A month has gone by since the last earnings report for Rowan (RDC - Free Report) . Shares have added about 2.1% in that time frame, underperforming the S&P 500.
Will the recent positive trend continue leading up to its next earnings release, or is Rowan due for a pullback? Before we dive into how investors and analysts have reacted as of late, let's take a quick look at the most recent earnings report in order to get a better handle on the important catalysts.
Second-Quarter 2018 Results
Rowan Companies plc reported adjusted second-quarter 2018 loss from continuing operations of 60 cents per share, narrower than the Zacks Consensus Estimate of 93 cents, thanks to the surge in dayrate of deepwater rigs.
However, the quarterly loss came wider than the year-ago quarter loss of 23 cents per share, owing to lower rig utilization.
Total revenues were $241.3 million in the second quarter, down from $320.2 million in the prior-year quarter due to fall in total revenue-producing rig days. On the flip side, the top line beat the Zacks Consensus Estimate of $204 million.
Dayrates and Utilization
The company's deepwater rigs recorded an average dayrate of $929,000, surged from $599,600 in the year-ago quarter. Moreover, jackup rigs saw a dayrate of $131,400, increased from $129,900 in the prior-year quarter.
The overall dayrate of all the rigs was $176,300 compared with $186,000 in second-quarter 2017. Also, average utilization of the company's rigs was 59% compared with 69% in the comparable quarter last year.
Total revenue-producing rig days declined 27.2% year over year to 1,243 in the second quarter.
In the second quarter, the company reported $301.1 million in total costs, higher than $295.6 million in the year-ago quarter. The primary reason behind the increase in total costs was 4.4% higher direct operating expenses (from $168.8 million to $176.3 million).
As of Mar 31, 2018, the company's cash balance was $1.1 billion and long-term debt was $2.5 billion. The long-term debt-to-capitalization ratio of the company was 32.4%.
How Have Estimates Been Moving Since Then?
In the past month, investors have witnessed a downward trend in fresh estimates. The consensus estimate has shifted -9.13% due to these changes.
At this time, Rowan has a poor Growth Score of F, however its Momentum Score is doing a lot better with a C. Charting a somewhat similar path, the stock was allocated a grade of B on the value side, putting it in the second quintile for this investment strategy.

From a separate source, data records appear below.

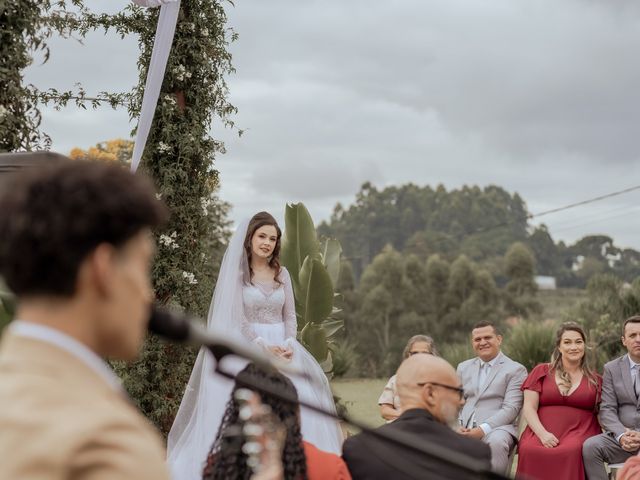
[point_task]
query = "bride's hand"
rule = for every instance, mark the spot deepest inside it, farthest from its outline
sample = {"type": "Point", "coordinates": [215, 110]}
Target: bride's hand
{"type": "Point", "coordinates": [275, 350]}
{"type": "Point", "coordinates": [287, 353]}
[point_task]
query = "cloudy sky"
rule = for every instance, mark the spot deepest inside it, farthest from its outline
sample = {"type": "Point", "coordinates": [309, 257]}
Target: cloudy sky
{"type": "Point", "coordinates": [538, 97]}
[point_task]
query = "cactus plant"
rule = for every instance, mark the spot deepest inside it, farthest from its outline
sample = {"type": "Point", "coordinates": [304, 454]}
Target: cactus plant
{"type": "Point", "coordinates": [314, 266]}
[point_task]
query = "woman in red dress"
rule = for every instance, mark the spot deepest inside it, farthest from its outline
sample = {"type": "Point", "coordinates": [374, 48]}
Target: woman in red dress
{"type": "Point", "coordinates": [560, 407]}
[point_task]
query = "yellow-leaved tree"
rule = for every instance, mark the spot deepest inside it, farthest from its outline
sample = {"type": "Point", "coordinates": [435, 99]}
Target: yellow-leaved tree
{"type": "Point", "coordinates": [116, 150]}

Overall, the stock has an aggregate VGM Score of D. If you aren't focused on one strategy, this score is the one you should be interested in.
Our style scores indicate that the stock is more suitable for value investors than momentum investors.
Estimates have been broadly trending downward for the stock, and the magnitude of these revisions indicates a downward shift. Interestingly, Rowan has a Zacks Rank #3 (Hold). We expect an in-line return from the stock in the next few months.